We particularly recommend the "Double salted briketten" from hollandsedrop (and they do deliver worldwide, hoorah!)
Posted by: des von bladet | July 25, 2005 at 08:46 PM
Salty liquorice is one of those nasty things you love if your are raised on it and cannot fathom otherwise. Peanut butter, I'm told, sparks similar reactions. As do marmite, vegemite and similar vile concoctions. Unless you're Scandinavian, do not go near salt liquorice. It's not even cool & gruesome (like sour things that can hurt you), it's just pure unadulterated blech.
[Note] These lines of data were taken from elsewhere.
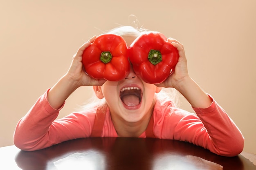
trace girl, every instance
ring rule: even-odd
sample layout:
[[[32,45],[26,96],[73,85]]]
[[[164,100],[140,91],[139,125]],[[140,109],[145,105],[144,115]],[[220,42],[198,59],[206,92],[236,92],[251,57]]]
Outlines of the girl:
[[[108,33],[121,36],[129,46],[144,31],[124,26]],[[18,122],[14,134],[18,147],[34,150],[90,137],[147,137],[187,141],[223,156],[234,156],[242,152],[244,139],[240,131],[212,97],[190,77],[180,42],[168,39],[179,51],[174,73],[163,83],[153,84],[139,78],[131,65],[129,75],[119,82],[89,77],[83,69],[82,55],[95,38],[79,48],[67,73]],[[83,86],[92,86],[97,97],[103,102],[55,120],[69,96]],[[177,90],[197,116],[163,97],[162,88]],[[127,95],[125,97],[124,93]]]

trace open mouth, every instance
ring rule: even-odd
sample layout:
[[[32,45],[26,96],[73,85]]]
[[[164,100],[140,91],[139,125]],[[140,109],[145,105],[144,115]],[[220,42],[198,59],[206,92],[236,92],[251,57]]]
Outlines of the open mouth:
[[[142,97],[141,91],[137,87],[123,88],[120,92],[120,97],[123,103],[128,106],[135,106],[140,103]]]

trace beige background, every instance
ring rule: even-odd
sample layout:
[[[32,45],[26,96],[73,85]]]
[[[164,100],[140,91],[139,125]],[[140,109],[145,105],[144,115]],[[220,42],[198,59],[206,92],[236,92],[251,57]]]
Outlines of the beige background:
[[[191,76],[240,128],[244,151],[256,153],[256,1],[0,1],[0,146],[13,144],[19,119],[65,73],[80,45],[130,24],[134,14],[184,45]],[[79,88],[59,117],[92,94]]]

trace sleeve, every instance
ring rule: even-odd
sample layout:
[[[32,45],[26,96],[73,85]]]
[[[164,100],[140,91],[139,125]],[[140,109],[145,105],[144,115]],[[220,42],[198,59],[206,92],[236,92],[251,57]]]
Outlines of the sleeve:
[[[197,116],[182,109],[171,108],[171,113],[169,112],[162,119],[159,130],[161,137],[186,141],[220,155],[232,157],[240,154],[244,138],[225,110],[212,99],[207,108],[193,108]]]
[[[73,113],[56,120],[65,103],[58,110],[53,108],[47,98],[49,90],[39,98],[18,123],[13,142],[21,150],[41,149],[90,134],[95,117],[94,115]]]

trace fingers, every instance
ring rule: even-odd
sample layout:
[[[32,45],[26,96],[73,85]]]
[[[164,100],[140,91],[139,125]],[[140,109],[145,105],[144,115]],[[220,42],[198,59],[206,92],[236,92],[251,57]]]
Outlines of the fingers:
[[[183,46],[183,45],[182,44],[181,44],[180,42],[177,41],[174,38],[168,38],[167,39],[167,41],[168,41],[169,42],[171,42],[171,43],[172,43],[172,44],[173,42],[175,42],[176,44],[177,44],[179,45],[180,45],[182,49],[184,48],[184,46]]]
[[[76,55],[81,56],[82,55],[83,55],[83,51],[86,48],[88,47],[90,45],[91,43],[93,42],[93,41],[95,39],[96,37],[96,35],[90,38],[89,40],[85,42],[84,44],[82,45],[82,46],[79,49],[77,52],[76,52]]]

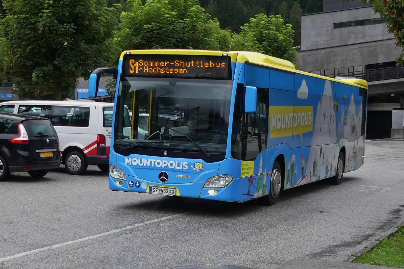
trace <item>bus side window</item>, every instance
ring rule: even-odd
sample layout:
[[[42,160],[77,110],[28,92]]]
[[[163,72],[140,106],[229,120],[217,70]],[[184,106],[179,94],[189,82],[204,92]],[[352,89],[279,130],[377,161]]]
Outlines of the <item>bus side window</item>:
[[[235,159],[253,160],[267,143],[269,88],[257,88],[255,113],[241,111],[244,85],[237,87],[231,132],[231,155]]]

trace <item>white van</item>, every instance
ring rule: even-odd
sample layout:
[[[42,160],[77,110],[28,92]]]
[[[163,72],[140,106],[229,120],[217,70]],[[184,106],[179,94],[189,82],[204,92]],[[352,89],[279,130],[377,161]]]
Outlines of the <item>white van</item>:
[[[113,109],[113,103],[82,100],[0,103],[0,112],[50,119],[59,137],[62,163],[72,174],[84,173],[88,164],[96,164],[102,171],[108,171]],[[127,109],[125,111],[125,121],[129,123],[126,127],[129,127],[129,112]]]

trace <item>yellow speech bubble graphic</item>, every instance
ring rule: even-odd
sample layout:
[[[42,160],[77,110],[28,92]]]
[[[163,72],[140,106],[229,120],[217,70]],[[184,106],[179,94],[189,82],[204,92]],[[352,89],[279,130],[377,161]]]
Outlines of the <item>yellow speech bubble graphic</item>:
[[[269,137],[300,134],[313,130],[313,107],[269,107]]]

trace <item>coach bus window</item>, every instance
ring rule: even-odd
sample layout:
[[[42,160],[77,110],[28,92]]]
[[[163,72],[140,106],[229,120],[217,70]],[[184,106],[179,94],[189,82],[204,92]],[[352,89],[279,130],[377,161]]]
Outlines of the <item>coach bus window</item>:
[[[231,156],[242,160],[255,160],[267,146],[269,89],[257,88],[257,107],[255,113],[241,110],[244,85],[239,84],[234,104],[231,133]]]
[[[138,78],[121,80],[122,90],[118,101],[126,105],[132,112],[131,130],[130,134],[125,134],[126,123],[122,120],[124,117],[116,117],[118,120],[114,145],[126,147],[139,144],[122,151],[124,154],[164,149],[167,152],[186,152],[190,158],[199,158],[202,154],[206,161],[210,162],[224,158],[231,80]],[[116,113],[124,116],[124,111]],[[144,143],[145,140],[147,143]],[[213,157],[206,158],[193,141]],[[160,154],[159,151],[147,151],[148,154],[157,154],[155,152]]]

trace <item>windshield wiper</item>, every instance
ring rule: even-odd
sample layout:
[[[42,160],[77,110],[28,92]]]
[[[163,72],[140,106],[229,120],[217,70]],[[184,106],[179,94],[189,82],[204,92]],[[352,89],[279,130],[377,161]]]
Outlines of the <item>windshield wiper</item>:
[[[142,144],[145,144],[146,143],[161,143],[162,142],[169,142],[169,141],[145,141],[144,142],[142,142],[141,143],[139,143],[138,144],[134,144],[133,145],[131,145],[130,146],[128,146],[127,147],[122,147],[119,150],[120,151],[123,151],[124,150],[126,150],[126,149],[132,149],[136,147],[137,147],[139,145],[141,145]]]
[[[163,125],[162,124],[160,124],[159,123],[157,123],[156,122],[152,122],[152,123],[153,123],[153,124],[156,124],[156,125],[157,125],[158,126],[160,126],[160,127],[164,127],[165,128],[167,128],[167,129],[168,129],[169,130],[173,130],[174,132],[177,132],[179,133],[180,134],[183,134],[185,136],[185,137],[186,137],[188,139],[188,140],[189,141],[190,141],[191,142],[193,143],[194,143],[195,144],[195,145],[196,146],[198,147],[198,149],[199,149],[200,150],[200,151],[202,151],[206,156],[207,157],[208,157],[208,158],[210,158],[211,157],[212,157],[212,155],[210,153],[208,153],[208,151],[206,151],[206,150],[205,150],[203,149],[203,148],[202,148],[202,147],[201,147],[198,144],[198,143],[197,143],[195,141],[194,141],[194,140],[193,140],[191,138],[191,137],[190,136],[188,135],[188,134],[187,134],[185,133],[185,132],[180,132],[180,131],[179,131],[178,130],[175,130],[175,129],[173,129],[173,128],[171,128],[169,127],[167,127],[165,125]],[[195,138],[195,139],[196,138],[196,137],[193,137],[194,138]]]

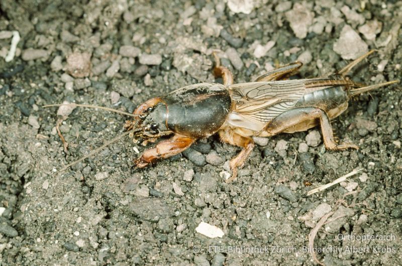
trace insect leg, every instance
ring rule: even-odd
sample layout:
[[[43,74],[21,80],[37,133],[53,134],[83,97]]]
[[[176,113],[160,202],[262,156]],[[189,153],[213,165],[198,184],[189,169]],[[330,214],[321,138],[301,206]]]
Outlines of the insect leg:
[[[237,176],[237,168],[243,166],[255,145],[252,139],[243,137],[230,129],[220,130],[219,131],[219,136],[221,137],[221,139],[222,141],[244,148],[240,152],[240,153],[231,160],[229,163],[233,174],[232,176],[226,180],[226,183],[230,183]]]
[[[311,127],[309,125],[313,125],[314,123],[311,122],[317,119],[320,120],[324,145],[328,150],[359,149],[357,145],[351,143],[337,145],[334,138],[334,132],[328,115],[318,108],[306,107],[286,111],[272,120],[265,126],[264,130],[269,136],[275,135],[282,132],[300,131],[298,128],[304,130]]]
[[[366,53],[362,56],[358,58],[357,59],[355,59],[354,61],[351,62],[347,66],[345,66],[345,67],[344,67],[343,68],[338,71],[337,72],[337,74],[342,75],[342,76],[346,76],[346,75],[348,74],[348,73],[349,73],[350,71],[350,70],[351,70],[353,68],[353,67],[354,67],[357,64],[360,63],[362,60],[364,59],[364,58],[365,58],[369,55],[371,55],[374,52],[375,52],[375,50],[372,50]]]
[[[233,84],[233,75],[227,68],[221,65],[221,60],[215,52],[213,52],[215,58],[215,67],[214,68],[214,75],[215,77],[223,79],[223,84],[229,86]]]
[[[298,70],[303,64],[300,62],[295,62],[291,64],[285,65],[278,68],[275,68],[263,74],[255,79],[256,81],[270,81],[271,80],[278,80],[284,77],[284,76],[289,76],[292,73]]]
[[[181,153],[196,140],[194,138],[175,134],[171,139],[160,142],[155,148],[144,152],[141,157],[134,160],[134,165],[143,168],[157,159],[167,158]]]

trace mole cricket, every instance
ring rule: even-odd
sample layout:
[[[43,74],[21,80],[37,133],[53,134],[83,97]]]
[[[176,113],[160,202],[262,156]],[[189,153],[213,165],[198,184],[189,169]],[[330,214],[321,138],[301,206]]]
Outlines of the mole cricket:
[[[374,52],[371,50],[337,72],[314,78],[286,80],[303,65],[295,62],[273,69],[254,82],[233,84],[230,71],[221,65],[216,54],[214,73],[223,84],[202,83],[177,89],[162,97],[152,98],[133,112],[86,104],[51,104],[43,107],[69,105],[97,108],[132,117],[126,121],[126,132],[62,171],[91,156],[108,145],[128,135],[134,143],[153,143],[162,137],[171,136],[154,147],[145,150],[134,160],[135,167],[143,168],[158,159],[178,154],[197,140],[216,133],[223,142],[242,148],[230,162],[236,178],[237,169],[244,164],[255,144],[253,136],[271,137],[279,133],[304,131],[320,125],[327,149],[358,149],[352,143],[337,143],[330,119],[347,108],[354,96],[398,82],[393,80],[367,86],[353,81],[347,74],[359,62]]]

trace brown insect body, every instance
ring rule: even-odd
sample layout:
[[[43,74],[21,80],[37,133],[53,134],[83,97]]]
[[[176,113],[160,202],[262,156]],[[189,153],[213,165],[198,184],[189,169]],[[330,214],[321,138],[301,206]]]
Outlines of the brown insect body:
[[[230,161],[233,173],[229,182],[236,177],[238,168],[252,151],[255,145],[252,137],[304,131],[319,124],[327,149],[358,149],[352,144],[336,143],[330,119],[346,109],[352,96],[398,82],[365,86],[346,76],[372,52],[328,77],[280,80],[301,67],[301,63],[295,62],[271,70],[255,82],[234,84],[231,73],[220,65],[216,56],[214,73],[223,78],[223,85],[199,83],[151,99],[134,111],[132,120],[126,121],[124,127],[128,135],[136,143],[143,139],[144,145],[173,135],[146,150],[134,164],[145,167],[182,152],[197,139],[218,132],[222,141],[243,148]]]

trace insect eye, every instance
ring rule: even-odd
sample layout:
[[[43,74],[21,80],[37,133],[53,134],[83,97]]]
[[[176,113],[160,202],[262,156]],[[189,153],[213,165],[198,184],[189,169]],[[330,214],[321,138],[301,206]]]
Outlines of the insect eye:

Posted by: Doug | July 25, 2005 at 08:58 PM
I wasn't born Scandiwegian, you know, and I haven't even had it especially thrust upon me, yet I like very much the liquorice of saltiness. (And I'm not, nor have I ever been, even single Dutch.)
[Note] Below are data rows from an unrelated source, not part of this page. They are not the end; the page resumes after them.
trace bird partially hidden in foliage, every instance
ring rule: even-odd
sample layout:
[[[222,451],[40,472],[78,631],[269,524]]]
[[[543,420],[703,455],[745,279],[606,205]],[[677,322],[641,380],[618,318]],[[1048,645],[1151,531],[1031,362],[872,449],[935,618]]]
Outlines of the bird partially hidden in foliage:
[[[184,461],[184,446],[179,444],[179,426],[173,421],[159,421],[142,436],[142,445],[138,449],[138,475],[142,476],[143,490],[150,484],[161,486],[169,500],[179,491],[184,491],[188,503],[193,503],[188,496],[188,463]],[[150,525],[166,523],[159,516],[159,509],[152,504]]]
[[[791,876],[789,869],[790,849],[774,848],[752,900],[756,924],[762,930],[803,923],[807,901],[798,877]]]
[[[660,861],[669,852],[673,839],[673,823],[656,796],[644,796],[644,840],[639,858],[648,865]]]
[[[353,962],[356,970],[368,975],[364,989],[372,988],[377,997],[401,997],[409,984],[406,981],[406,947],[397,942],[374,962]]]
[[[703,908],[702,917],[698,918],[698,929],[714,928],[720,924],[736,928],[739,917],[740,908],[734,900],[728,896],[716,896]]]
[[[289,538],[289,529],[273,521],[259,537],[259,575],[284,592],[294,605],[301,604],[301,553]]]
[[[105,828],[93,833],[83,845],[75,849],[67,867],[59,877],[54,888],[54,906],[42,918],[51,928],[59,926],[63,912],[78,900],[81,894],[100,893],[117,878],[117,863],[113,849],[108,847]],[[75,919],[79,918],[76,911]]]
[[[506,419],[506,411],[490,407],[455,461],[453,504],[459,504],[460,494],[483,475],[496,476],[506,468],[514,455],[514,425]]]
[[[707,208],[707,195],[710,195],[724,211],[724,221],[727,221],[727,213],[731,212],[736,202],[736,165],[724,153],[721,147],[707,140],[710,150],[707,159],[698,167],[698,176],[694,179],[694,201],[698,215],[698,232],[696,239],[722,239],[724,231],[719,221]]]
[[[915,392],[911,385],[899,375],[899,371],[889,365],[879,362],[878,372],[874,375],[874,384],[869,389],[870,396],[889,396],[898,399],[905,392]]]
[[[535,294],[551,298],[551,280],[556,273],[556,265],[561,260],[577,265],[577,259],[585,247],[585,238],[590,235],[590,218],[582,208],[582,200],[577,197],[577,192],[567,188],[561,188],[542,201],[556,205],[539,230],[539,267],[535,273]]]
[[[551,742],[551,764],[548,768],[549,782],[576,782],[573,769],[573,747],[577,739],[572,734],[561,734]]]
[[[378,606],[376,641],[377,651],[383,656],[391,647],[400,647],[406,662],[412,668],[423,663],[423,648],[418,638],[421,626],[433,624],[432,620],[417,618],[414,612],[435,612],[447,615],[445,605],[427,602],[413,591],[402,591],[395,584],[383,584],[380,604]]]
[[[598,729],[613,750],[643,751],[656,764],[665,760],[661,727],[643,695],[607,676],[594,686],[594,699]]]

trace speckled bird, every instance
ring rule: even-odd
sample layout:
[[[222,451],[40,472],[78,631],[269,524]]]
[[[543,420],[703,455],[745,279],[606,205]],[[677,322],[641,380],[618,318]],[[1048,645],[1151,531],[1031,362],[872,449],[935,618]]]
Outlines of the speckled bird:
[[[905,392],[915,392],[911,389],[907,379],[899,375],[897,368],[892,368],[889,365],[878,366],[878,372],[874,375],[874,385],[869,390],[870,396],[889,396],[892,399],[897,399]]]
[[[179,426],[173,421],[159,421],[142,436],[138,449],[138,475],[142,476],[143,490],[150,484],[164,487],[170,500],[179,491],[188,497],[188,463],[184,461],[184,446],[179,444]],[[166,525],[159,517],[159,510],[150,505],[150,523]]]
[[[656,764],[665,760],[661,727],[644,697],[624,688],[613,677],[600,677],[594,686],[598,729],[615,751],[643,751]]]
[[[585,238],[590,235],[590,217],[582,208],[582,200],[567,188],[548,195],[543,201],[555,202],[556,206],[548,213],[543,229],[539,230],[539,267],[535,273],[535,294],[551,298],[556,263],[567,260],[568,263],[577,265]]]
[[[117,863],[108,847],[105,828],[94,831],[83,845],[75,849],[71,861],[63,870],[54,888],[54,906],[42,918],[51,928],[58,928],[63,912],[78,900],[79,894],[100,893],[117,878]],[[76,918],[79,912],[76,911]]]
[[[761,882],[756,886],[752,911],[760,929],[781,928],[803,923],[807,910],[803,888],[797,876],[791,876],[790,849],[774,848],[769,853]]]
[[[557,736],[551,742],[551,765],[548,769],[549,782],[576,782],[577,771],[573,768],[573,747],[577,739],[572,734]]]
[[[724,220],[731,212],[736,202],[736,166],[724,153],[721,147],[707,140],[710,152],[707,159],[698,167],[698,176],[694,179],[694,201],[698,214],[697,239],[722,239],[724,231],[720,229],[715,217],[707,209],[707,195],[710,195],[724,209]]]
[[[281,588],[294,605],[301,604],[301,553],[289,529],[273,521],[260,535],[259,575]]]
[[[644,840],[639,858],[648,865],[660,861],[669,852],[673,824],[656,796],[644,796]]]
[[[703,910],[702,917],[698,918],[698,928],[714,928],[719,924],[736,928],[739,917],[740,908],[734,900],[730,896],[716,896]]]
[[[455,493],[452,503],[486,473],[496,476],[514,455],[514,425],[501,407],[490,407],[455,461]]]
I like Marmite also, as well.
Posted by: des von bladet | July 25, 2005 at 10:38 PM
Salty licorice isn't really all that bad, and is actually kind of good, until you remember that you could be eating unsalty licorice.
Salty chocolate on the other hands is tops.
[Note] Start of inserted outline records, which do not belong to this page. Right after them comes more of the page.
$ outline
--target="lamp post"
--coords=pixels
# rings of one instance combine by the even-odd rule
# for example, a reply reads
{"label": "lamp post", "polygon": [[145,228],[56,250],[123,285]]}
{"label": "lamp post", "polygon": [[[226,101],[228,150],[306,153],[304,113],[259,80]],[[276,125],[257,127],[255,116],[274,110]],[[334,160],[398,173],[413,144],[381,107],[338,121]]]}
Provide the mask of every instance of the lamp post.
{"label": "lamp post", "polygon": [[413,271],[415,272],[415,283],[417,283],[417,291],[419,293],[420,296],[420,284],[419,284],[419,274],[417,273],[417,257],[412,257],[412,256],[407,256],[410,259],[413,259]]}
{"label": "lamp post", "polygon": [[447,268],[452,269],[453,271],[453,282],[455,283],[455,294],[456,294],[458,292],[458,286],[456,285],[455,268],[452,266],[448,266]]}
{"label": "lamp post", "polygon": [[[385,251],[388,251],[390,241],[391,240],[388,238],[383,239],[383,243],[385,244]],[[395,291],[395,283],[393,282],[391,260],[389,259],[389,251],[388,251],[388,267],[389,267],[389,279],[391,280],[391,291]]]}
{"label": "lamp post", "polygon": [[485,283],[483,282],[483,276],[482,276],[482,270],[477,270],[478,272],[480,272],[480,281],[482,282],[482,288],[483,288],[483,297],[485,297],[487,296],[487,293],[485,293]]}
Posted by: ben wolfson | July 26, 2005 at 12:21 AM
I guess they weren't running the "So sour it makes your tongue bleed" ads in your neck of the woods.
Posted by: Adam Kotsko | July 26, 2005 at 02:09 AM
I tried some salt liquorice the other day, at a big getting-to-know-other-cultures type conference. I think i was the only non-dane who asked for another.
Posted by: Tom Scudder | July 26, 2005 at 08:25 PM
I accidentially ... no, just stupidly ate a piece of something out of a bin in an underground supermarket in Philly's chinatown. It was a square, black little crud and it was near legit looking candy. I think it was this "salt licorice." It was potentially the grossest thing ever. And yeah, the gum loses its flavor about as fast as fruit stripe. But, hey, Belle: At least you didn't bleed out of your ears. Or ass.
Posted by: Benjamin | August 01, 2005 at 08:16 AM
That she's telling us, anyway.
Posted by: ben wolfson | August 02, 2005 at 01:14 AM
This is starting to sound like the "Disgusting English Candy Drill" in Gravity's Rainbow.
Since John is in Singapore, he can probably get the Asian equivalent of salted licorice, salted plum candies. Another thing you have to grow up eating. I am third-generation Chinese-American, and less assimilated older relatives used to bring bags of salted plums as presents. The taste is indescribably awful: on top of the prune-like flavor, sour salt. Since these were real plums, the stone was still in the center, and you had to nibble around it. Sugar candies also come in this flavor.
Green tea flavors (more popular in Japan) seem to have crossed over quite nicely.
The only indisputably superior Western achievement is desserts, and they owe chocolate to the New World.
Posted by: sara | August 03, 2005 at 10:00 AM
I thought I had successfully repressed those plums. Gah. Give me flan any day. Or frozen custard, either.
Posted by: Carlos | August 04, 2005 at 08:42 AM
I tried the Altoids Sour Cherry gum and also had a real bad experience! I had the same "painful cracks developed on the side of my tongue". My teeth hurt for days - something is seriously wrong with this gum! Now given I chewed the whole pack in about an hour, but I don't think it should have put my mouth is serious pain for days?!
dc
Posted by: Dcee3 | May 18, 2006 at 06:09 AM
Now this is the kind of blogging i like...
I love marmite ;)
and salty liquorice and all sour sweets. Swedish fish are sold in IKEA and are not salty.
Really want to try the lemon straw thing...sounds fantastic.